On certain rare occasions, some contractors will misrepresent themselves as being public adjusters and offer to negotiate their work with the insurance company when they, in fact, are not licensed. This is not compliant with most state rules, can adversely affect the home owner’s rights under their insurance policy and can sometimes result in the contractor’s arrest. Always ask anyone representing themselves as a public adjuster to show you the license that was issued to them by the state. They should be able to present it, immediately, upon your request.
Any “negotiating” that a contractor may be doing is only in regard to the specific matter of his work on your home which, frankly, is something that he should probably be negotiating with YOU … not your insurance company. Negotiations and compromises concerning the choices of materials and methods of completing the work, which can affect the cost of a project, should be decisions made by the home owner and NOT his insurance company.
Again, it is also important to understand that, just because the insurance company said “no” to your particular contractor, it does not necessarily mean that “no” is the final answer.
Sometimes the insurance company’s adjuster, who represents the best interests of the insurance company (and NOT those of the property owner), will “estimate” the costs of repair and may recommend contractors willing to comply with their “estimates”. Such contractors may erroneously consider themselves working for the insurance company under those circumstances, and answerable to them instead of to the property owner – and sometimes without regard for the home owner’s expectations or satisfaction.
In my opinion, a property owner should be selecting a contractor based upon ability, experience and reputation to restore the property to its original condition. The contractor should be accountable only to the property owner for decisions affecting the project – and the insurance company should be paying the amounts necessary for restoring that property, as provided for under the insurance contract (aka “policy”).

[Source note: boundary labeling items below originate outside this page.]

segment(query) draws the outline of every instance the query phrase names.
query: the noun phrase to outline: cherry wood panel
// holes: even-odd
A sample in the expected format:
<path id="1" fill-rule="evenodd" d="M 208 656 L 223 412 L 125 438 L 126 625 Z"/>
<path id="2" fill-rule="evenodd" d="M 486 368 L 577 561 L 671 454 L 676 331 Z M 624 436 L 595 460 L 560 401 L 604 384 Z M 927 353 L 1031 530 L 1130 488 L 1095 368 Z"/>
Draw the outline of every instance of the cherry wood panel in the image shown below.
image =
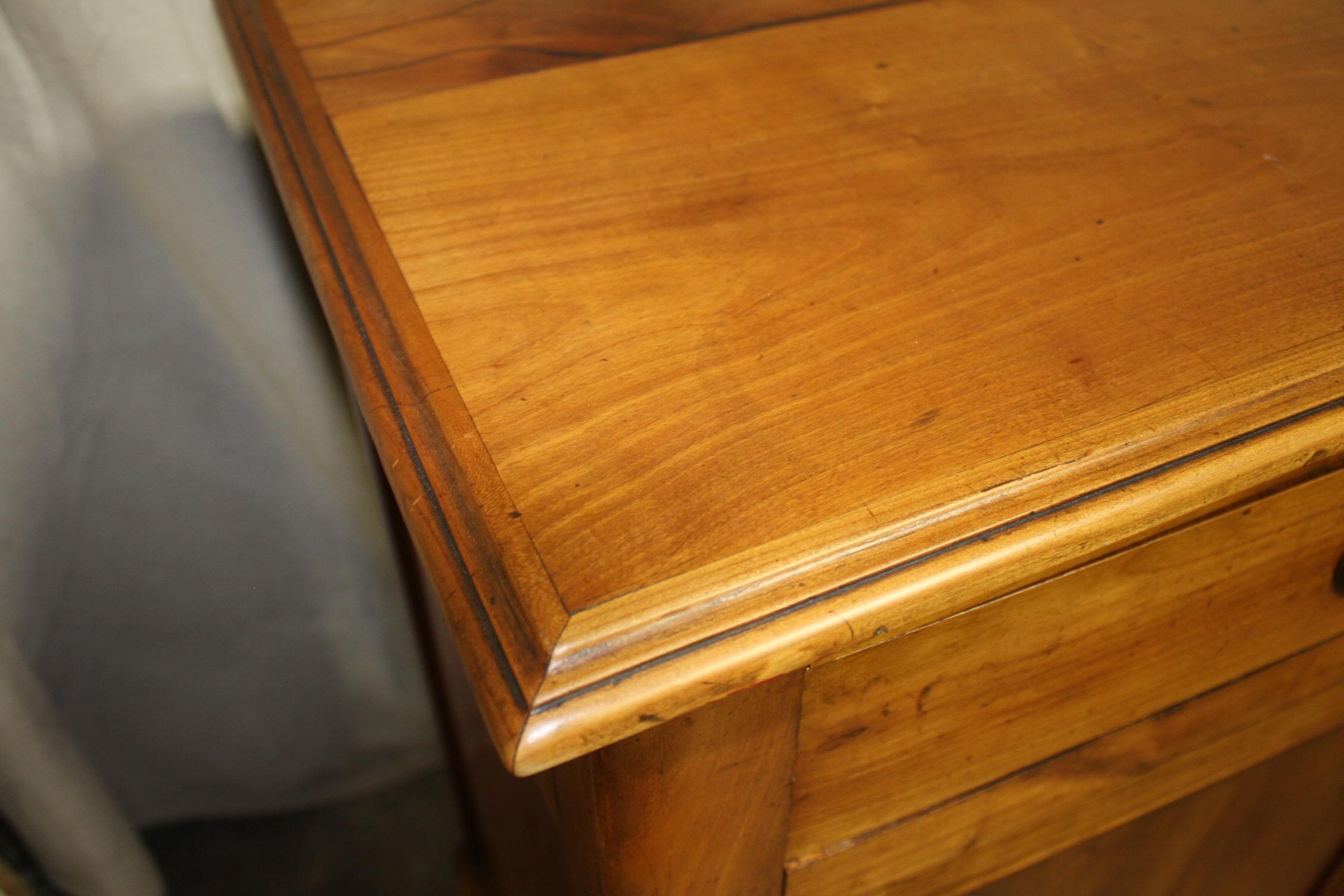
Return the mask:
<path id="1" fill-rule="evenodd" d="M 220 0 L 258 136 L 370 438 L 512 764 L 567 615 L 474 437 L 276 9 Z"/>
<path id="2" fill-rule="evenodd" d="M 1344 846 L 1312 896 L 1344 896 Z"/>
<path id="3" fill-rule="evenodd" d="M 1336 472 L 812 669 L 790 862 L 1344 633 L 1341 552 Z"/>
<path id="4" fill-rule="evenodd" d="M 280 0 L 331 111 L 894 5 L 862 0 Z"/>
<path id="5" fill-rule="evenodd" d="M 1333 732 L 1074 846 L 976 896 L 1320 896 L 1344 844 Z"/>
<path id="6" fill-rule="evenodd" d="M 1337 363 L 1341 59 L 1332 0 L 915 3 L 336 128 L 575 611 Z"/>
<path id="7" fill-rule="evenodd" d="M 802 670 L 554 771 L 577 892 L 777 896 Z"/>
<path id="8" fill-rule="evenodd" d="M 870 830 L 790 868 L 786 893 L 965 893 L 1339 725 L 1344 638 Z"/>
<path id="9" fill-rule="evenodd" d="M 751 30 L 333 125 L 524 7 L 219 3 L 516 772 L 1344 454 L 1337 4 L 641 4 Z"/>

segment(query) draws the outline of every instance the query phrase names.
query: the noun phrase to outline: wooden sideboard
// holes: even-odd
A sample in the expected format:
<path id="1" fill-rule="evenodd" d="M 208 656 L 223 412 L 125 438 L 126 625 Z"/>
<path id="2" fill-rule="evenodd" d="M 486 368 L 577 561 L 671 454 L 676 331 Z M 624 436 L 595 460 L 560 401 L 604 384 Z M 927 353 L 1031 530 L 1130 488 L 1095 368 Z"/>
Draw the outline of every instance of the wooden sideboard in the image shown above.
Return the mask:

When their client has difficulty with the insurance company concerning restoration issues, contractors should consider referring a licensed public adjuster to assist the property owner with the claim.
This article contains opinions of the author and is not, nor should it be construed, as legal advice. For professional legal advice concerning the use of a contractor to represent an insured home owner with an insurance claim, the reader is advised to consult with a licensed legal professional.